Research Paper Volume 14, Issue 6 pp 2775—2792

Construction and evaluation of a nomogram for predicting survival in patients with lung cancer

Jin Ouyang1,2,3, , Zhijian Hu4, , Jianlin Tong4, , Yong Yang3, , Juan Wang3, , Xi Chen3, , Ting Luo1, , Shiqun Yu1, , Xin Wang1, , Shaoxin Huang1,3,5, ,

  • 1 Laboratory of Precision Preventive Medicine, Medical School, Jiujiang University, Jiujiang, Jiangxi 332000, PR China
  • 2 Jiangxi Provincial Key Laboratory of Preventive Medicine, Nanchang University, Nanchang 330006, PR China
  • 3 SpecAlly Life Technology Co. Ltd., Wuhan, Hubei 430075, PR China
  • 4 Laboratory Department, Jiujiang University Clinical Medical College, Jiujiang University Hospital, Jiujiang, Jiangxi 332000, PR China
  • 5 School of Public Health, Qingdao University, Qingdao 266100, PR China

Received: October 11, 2021       Accepted: February 28, 2022       Published: March 23, 2022
How to Cite

Copyright: © 2022 Ouyang et al. This is an open access article distributed under the terms of the Creative Commons Attribution License (CC BY 3.0), which permits unrestricted use, distribution, and reproduction in any medium, provided the original author and source are credited.

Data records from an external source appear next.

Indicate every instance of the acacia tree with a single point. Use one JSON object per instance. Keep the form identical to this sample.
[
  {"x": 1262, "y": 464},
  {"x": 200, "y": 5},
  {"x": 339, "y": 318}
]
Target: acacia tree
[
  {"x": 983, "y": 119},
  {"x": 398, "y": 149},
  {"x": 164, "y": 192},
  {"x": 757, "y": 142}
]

Background: Lung cancer is a heterogeneous disease with a severe disease burden. Because the prognosis of patients with lung cancer varies, it is critical to identify effective biomarkers for prognosis prediction.

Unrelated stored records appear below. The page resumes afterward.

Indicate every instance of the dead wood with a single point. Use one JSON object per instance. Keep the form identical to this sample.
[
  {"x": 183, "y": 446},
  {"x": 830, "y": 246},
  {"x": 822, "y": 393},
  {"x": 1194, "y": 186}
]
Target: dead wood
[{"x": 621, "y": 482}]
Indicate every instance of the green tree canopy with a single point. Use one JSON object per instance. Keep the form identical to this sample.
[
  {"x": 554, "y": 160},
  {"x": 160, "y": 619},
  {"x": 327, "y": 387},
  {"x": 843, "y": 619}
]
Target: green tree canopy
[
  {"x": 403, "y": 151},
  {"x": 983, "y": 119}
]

Methods: A total of 2325 lung cancer patients were integrated into four independent sets (training set, validation set I, II and III) after removing batch effects in our study. We applied the microarray data algorithm to screen the differentially expressed genes in the training set. The most robust markers for prognosis were identified using the LASSO-Cox regression model, which was then used to create a Cox model and nomogram.

Results: Through LASSO and multivariate Cox regression analysis, eight genes were identified as prognosis-associated hub genes, followed by the creation of prognosis-associated risk scores (PRS). The results of the Kaplan-Meier analysis in the three validation sets demonstrate the good predictive performance of PRS, with hazard ratios of 2.38 (95% confidence interval (CI), 1.61–3.53) in the validation set I, 1.35 (95% CI, 1.06–1.71) in the validation set II, and 2.71 (95% CI, 1.77–4.18) in the validation set III. Additionally, the PRS demonstrated superior survival prediction in subgroups by age, gender, p-stage, and histologic type (p < 0.0001). The complex model integrating PRS and clinical risk factors also have a good predictive performance for 3-year overall survival.

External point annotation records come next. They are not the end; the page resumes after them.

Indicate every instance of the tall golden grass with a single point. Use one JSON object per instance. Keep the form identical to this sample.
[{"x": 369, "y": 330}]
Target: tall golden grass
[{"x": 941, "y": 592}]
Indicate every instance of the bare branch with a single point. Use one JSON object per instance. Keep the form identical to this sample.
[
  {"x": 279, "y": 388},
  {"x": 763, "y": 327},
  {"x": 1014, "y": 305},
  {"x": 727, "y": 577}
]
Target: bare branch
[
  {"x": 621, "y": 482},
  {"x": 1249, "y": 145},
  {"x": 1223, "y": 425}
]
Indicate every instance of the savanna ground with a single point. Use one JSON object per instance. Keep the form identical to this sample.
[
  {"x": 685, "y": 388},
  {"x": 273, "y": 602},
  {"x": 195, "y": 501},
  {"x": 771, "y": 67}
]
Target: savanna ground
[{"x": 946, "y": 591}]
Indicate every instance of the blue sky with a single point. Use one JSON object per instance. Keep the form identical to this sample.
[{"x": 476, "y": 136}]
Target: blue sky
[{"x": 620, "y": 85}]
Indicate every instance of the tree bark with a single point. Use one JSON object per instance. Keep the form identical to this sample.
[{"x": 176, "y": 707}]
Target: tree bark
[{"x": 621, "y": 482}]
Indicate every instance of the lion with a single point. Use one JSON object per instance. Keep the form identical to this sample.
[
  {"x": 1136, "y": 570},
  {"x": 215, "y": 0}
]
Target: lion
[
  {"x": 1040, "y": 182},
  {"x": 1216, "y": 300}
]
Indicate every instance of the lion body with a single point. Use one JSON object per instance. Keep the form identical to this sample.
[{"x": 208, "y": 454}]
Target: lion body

Conclusions: In this study, we developed a PRS signature to help predict the survival of lung cancer. By combining it with clinical risk factors, a nomogram was established to quantify the individual risk assessments.


LUAD: lung adenocarcinoma; LUSC: lung squamous cell carcinoma; PGSs: progression gene signatures; AUC: area under the curve; SCLC: squamous cell lung cancer; GEO: gene expression omnibus; OS: overall survival; PRS: prognosis-related risk score; TCGA: The Cancer Genome Atlas; DEGs: Differentially expressed genes; GSEA: Gene Set Enrichment Analysis; K-M: Kaplan-Meier; CI: confidence interval; NSCLC: non-small cell lung carcinoma; tROC: time-dependent ROC.